Klaus Bensching aus Ubstadt-Weiher und Christian Knapp aus Heidelberg führen das eindrucksvoll vor Augen. Beide haben die gleiche Erfahrung gemacht, die sie der RNZ schildern: Die Züge sind zu den Stoßzeiten so voll, dass der "Corona-Abstand" von 1,5 bis zwei Metern niemals eingehalten werden kann. "Ich bin entsetzt und sprachlos", so Bensching. "Ich finde es schlichtweg in der aktuellen Situation unverantwortlich", schreibt Knapp. Beide brauchen die S-Bahn für den Weg zur Arbeit. Bensching die S3 zwischen Heidelberg und Karlsruhe, Knapp die S1 in Richtung Mannheim. Er habe schockiert feststellen müssen, so Knapp, dass sich der Zug ab Heidelberg dermaßen füllte, dass im Sitzplatzbereich und im Gang der dringend empfohlene Mindestabstand nicht eingehalten werden konnte.

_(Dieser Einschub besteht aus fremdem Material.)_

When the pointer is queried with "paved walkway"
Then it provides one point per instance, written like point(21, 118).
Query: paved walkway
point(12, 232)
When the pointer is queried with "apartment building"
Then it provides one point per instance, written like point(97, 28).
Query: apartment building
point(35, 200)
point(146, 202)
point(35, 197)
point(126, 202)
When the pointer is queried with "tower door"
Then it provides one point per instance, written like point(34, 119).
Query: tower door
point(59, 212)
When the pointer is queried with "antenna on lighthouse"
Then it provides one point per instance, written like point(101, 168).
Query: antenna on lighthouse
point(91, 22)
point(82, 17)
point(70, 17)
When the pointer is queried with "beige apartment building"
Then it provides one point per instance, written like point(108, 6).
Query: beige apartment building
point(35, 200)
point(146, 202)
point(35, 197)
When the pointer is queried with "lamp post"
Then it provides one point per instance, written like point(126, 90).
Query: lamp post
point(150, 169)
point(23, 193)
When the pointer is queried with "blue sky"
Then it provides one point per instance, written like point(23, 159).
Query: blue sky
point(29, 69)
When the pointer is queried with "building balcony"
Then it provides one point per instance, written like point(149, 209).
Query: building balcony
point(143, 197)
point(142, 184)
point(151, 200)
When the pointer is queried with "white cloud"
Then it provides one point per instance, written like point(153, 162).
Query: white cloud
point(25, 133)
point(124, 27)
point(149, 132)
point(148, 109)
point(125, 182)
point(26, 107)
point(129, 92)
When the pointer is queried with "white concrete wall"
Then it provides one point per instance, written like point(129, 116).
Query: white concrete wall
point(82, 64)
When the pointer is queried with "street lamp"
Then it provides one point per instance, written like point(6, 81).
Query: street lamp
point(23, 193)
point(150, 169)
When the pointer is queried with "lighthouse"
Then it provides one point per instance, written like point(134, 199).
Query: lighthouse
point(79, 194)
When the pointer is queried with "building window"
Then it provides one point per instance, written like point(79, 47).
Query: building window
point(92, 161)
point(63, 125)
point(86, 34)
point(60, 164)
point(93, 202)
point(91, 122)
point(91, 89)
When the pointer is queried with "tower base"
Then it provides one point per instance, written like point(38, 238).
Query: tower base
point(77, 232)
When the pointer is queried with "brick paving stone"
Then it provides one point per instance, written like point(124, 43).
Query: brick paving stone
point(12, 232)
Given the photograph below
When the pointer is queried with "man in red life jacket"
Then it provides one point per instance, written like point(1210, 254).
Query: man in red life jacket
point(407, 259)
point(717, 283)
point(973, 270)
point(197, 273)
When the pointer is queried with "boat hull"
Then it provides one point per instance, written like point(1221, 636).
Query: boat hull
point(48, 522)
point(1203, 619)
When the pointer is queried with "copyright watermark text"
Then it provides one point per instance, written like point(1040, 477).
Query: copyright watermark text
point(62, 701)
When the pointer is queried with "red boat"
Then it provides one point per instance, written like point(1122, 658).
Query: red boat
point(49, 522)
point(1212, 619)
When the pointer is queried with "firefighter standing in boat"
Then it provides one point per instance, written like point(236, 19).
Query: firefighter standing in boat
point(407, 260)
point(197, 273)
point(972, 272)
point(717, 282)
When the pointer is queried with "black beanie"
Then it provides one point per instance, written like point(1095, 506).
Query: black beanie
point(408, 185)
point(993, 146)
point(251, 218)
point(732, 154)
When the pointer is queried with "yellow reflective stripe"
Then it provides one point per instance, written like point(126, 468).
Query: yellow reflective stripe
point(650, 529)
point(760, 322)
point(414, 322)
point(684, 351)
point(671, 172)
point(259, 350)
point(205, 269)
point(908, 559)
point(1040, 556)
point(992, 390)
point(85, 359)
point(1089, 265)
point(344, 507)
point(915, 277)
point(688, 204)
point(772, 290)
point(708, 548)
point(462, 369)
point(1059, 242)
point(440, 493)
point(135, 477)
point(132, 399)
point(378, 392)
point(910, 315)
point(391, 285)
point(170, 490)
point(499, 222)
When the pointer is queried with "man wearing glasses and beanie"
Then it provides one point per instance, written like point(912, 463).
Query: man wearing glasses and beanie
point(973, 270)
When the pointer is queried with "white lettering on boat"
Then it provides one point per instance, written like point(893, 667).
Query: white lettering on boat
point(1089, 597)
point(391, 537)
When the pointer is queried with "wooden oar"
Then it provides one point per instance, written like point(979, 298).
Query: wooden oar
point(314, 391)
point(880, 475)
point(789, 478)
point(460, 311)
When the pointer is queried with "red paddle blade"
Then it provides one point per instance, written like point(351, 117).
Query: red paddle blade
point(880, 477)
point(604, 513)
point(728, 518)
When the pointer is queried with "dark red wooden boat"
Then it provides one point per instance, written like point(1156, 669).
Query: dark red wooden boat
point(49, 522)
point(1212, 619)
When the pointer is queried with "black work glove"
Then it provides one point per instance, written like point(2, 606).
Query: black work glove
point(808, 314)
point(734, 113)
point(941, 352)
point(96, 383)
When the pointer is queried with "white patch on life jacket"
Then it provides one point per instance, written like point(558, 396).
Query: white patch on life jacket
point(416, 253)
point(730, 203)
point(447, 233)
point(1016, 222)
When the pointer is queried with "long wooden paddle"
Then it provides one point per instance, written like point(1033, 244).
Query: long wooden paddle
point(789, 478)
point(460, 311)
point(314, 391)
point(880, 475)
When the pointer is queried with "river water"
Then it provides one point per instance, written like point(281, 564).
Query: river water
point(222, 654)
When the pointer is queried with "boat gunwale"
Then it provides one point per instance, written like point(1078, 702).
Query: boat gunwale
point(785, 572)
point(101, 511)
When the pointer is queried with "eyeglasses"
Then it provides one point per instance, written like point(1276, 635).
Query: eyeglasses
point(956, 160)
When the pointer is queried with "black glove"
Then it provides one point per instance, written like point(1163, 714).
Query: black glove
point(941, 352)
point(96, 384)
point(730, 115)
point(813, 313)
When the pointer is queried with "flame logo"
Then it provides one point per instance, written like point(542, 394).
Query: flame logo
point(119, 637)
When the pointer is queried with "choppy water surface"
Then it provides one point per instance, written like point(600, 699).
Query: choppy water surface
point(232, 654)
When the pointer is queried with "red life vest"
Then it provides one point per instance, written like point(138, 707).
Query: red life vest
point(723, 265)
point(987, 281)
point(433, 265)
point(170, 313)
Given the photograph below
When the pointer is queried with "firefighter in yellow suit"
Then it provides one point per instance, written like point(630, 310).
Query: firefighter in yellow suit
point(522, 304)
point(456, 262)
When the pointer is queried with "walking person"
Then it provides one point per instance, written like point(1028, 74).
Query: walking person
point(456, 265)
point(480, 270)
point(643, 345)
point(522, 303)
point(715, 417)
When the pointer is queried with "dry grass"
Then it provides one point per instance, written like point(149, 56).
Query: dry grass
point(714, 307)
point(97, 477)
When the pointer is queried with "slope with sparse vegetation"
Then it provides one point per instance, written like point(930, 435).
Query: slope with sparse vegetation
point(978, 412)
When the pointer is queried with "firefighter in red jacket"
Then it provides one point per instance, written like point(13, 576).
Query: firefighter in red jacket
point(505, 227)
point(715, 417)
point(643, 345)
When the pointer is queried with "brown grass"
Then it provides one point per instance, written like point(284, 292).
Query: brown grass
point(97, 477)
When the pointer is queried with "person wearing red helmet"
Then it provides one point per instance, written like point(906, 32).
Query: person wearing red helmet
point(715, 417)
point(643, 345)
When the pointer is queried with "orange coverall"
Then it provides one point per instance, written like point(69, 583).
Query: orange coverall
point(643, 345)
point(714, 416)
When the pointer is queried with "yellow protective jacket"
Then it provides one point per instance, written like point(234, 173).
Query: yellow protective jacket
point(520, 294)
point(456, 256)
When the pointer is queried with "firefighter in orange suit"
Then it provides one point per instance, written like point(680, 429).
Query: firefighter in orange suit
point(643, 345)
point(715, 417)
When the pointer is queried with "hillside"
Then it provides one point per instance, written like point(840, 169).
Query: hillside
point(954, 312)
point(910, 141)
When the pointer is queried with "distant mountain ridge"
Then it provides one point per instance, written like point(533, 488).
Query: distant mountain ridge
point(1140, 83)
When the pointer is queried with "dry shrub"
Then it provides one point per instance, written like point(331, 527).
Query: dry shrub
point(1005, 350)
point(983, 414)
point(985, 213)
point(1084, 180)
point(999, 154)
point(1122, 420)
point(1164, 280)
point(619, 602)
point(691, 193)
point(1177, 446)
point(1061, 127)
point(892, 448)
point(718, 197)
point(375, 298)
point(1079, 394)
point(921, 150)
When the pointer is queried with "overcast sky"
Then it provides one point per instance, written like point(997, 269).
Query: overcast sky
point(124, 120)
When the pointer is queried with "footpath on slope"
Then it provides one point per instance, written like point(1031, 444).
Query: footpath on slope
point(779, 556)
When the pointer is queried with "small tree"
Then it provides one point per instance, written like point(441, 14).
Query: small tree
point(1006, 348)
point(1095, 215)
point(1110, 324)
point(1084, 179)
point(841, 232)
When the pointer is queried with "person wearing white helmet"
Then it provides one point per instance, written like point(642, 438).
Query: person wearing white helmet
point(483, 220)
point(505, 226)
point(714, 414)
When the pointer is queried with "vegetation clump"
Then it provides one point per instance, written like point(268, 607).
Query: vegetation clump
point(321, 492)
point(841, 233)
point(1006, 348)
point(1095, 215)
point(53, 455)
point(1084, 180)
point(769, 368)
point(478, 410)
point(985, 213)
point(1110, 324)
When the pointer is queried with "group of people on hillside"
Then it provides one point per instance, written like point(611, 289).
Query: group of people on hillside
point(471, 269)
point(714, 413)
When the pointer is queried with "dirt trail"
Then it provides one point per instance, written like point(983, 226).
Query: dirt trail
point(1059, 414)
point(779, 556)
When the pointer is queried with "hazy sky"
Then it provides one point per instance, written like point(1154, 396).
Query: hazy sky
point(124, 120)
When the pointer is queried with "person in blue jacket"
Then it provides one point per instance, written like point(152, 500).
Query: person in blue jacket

"Verunsichert in der vollen Bahn"
"Ich gehe davon aus, dass es sich bei den Fahrgästen um Berufspendler handelt, die zu ihren als systemrelevant eingestuften Arbeitsstätten fahren", so Knapp. Ähnliches erlebte Bensching am Montagmorgen in der S3, in die er um 6.51 Uhr in Bad Schönborn Süd eingestiegen war. Viele Pendler seien gezwungen gewesen, den Mindestabstand deutlich zu unterschreiten. Er behauptet, darunter seien viele Mitarbeiter der Heidelberger Uniklinik gewesen. Bensching berichtet: "Zum Teil standen die Menschen verunsichert in der vollen Bahn in den Gängen und wussten nicht, wie ihnen geschah."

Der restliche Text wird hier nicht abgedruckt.